DDV – Quels sont vos projets à court terme ?
Thierry Amadi – il y a évidemment ce concert qui arrive en soliste, un autre concert qu’on va faire avec le trio et David Bismuth à l’auditorium également le 27 janvier 2023, un prochain disque en projet avec le trio dans deux mois. Nous partons en Suisse pour enregistrer les trois trios opus 9 de Beethoven.
DDV – Ma dernière demande, quelle est votre propre conception du bonheur ?
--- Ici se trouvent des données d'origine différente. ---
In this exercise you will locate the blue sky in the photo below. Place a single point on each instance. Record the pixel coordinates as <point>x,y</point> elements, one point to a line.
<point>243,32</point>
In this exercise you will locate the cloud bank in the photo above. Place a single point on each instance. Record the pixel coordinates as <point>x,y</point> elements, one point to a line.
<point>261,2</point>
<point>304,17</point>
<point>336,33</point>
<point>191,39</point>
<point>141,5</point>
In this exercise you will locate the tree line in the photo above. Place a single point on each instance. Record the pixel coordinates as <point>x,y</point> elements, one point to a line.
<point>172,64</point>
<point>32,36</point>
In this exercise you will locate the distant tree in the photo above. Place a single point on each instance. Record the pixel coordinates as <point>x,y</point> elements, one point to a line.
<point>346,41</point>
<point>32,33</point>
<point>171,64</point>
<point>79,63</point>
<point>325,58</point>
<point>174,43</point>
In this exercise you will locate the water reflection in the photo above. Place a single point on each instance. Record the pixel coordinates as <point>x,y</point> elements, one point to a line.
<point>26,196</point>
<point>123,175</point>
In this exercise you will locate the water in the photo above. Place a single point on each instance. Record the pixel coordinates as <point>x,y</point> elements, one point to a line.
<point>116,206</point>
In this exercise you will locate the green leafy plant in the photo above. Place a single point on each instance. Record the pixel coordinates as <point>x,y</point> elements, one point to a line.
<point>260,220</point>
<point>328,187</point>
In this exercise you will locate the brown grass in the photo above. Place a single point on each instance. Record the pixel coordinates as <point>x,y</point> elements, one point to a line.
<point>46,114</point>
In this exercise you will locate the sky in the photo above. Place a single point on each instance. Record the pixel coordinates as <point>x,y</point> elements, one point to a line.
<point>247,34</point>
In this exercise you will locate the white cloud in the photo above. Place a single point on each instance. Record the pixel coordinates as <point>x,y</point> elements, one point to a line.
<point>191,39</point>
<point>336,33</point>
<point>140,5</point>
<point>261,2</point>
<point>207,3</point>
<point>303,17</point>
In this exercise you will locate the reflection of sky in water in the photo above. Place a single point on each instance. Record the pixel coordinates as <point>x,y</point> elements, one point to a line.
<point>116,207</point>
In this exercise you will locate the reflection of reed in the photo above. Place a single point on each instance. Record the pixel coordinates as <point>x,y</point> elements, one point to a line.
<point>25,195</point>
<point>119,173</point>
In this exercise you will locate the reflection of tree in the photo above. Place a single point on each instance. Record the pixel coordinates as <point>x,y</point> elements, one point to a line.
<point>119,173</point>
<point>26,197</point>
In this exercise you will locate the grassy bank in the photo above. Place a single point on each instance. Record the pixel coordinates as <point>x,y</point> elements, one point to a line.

Thierry Amadi – C’est déjà d’être en forme, d’avoir la santé et que ma famille, ma fille qui est mon rayon de soleil, soient en forme, et si on va plus loin, musicalement, de pouvoir continuer à toucher un peu à tout, à l’orchestre, aux concerts en soliste, à la musique de chambre. Pouvoir profiter de tout ce que la musique peut apporter également au niveau des voyages, des rencontres, des cultures, des autres styles de musique dans le jazz, le rock. C’est, pour cela, un milieu fantastique, enrichissant, passionnant.